Notes from NCME 2025

The National Council on Measurement in Education (NCME) held its annual conference in April, so I’ve had a couple months to ruminate on what I learned there. Here are some notes from my notes.

  • I talked to someone about how we really don’t need the term validity. It almost always comes with a type or source of evidence attached, in which case validity could be substituted for another more descriptive term – cultural validity is replaced by culturally responsive, content validity evidence is content alignment. Validity mostly just captures the general idea of effectiveness. Newton and Shaw (2013) suggested “testing quality” as a replacement.
  • A session on The Usefulness of Kane’s “Validity Argument” in Modern Validity Theory got me thinking about how we should acknowledge our philosophical positions when debating validity, because our validity position depends entirely on our philosophical position, and the main philosophical positions (positivism, postmodernism, critical theories) have already been thoroughly hashed out. How should consequences and uses inform validity? That depends on how distinct we consider truth and facts to be from ethics and values.
  • Lots of sessions referenced Randall (2021), who is critical of how validation traditionally aims to minimize construct-irrelevant variance. We should frame things positively instead, so as to maximize construct-relevant variance.
  • People say educational assessment when they’re really talking about educational testing. I’ve also made this mistake. Assessment does sound better, but we need precision here, especially when dealing with culturally responsive/sustaining assessment, which is much more feasible than culturally responsive/sustaining testing. Beware of misleading claims and false advertising.
  • Extending the previous point – I caught the tail end of the session Implications of Culturally Responsive Assessment for Large-Scale Assessment Practices. Someone asked how we reconcile culturally responsive assessment with large-scale testing.

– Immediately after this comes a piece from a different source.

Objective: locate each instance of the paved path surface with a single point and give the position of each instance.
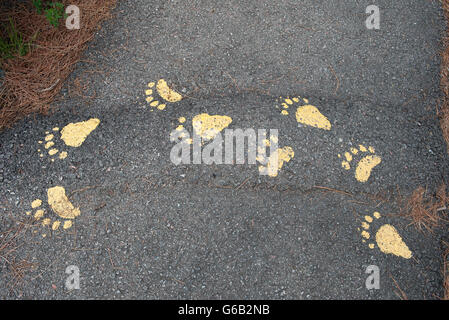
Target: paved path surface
(360, 119)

One audience member suggested we keep them separate, so as preserve the value of each. Someone replied that separation will result in the two being pitted against each other, in which case large-scale will win. Both are correct, but I’d go with separation if forced to choose.
  • There was a cool session on Evaluating the Psychometric Impacts of Cultural Representation in Item Contexts. Surprisingly, or maybe not, the reported impacts were consistently minimal, but that could be because the cultural adaptations tended to be pretty superficial (e.g., geometry with an Aztec temple instead of a tree).
  • I also attended a few sessions and presented on (Albano, French, & Vo, 2024) differential item functioning, one of my favorite psychometric topics. As is often the case in psychometric modeling as a form of applied stats, we have some fancy and comprehensive models to choose from (e.g., moderated nonlinear factor analysis) but the data and conditions often require that we simplify (Mantel-Haenszel).

References

Albano, T., French, B. F., & Vo, T. T. (2024). Traditional vs intersectional DIF analysis: Considerations and a comparison using state testing data. Applied Measurement in Education, 37(1), 57-70.

Newton, P. E., & Shaw, S. D. (2013). Standards for talking and thinking about validity. Psychological Methods18(3), 301-319.

Randall, J. (2021). “Color‐neutral” is not a thing: Redefining construct definition and representation through a justice‐oriented critical antiracist lens. Educational Measurement: Issues and Practice, 40(4), 82-90.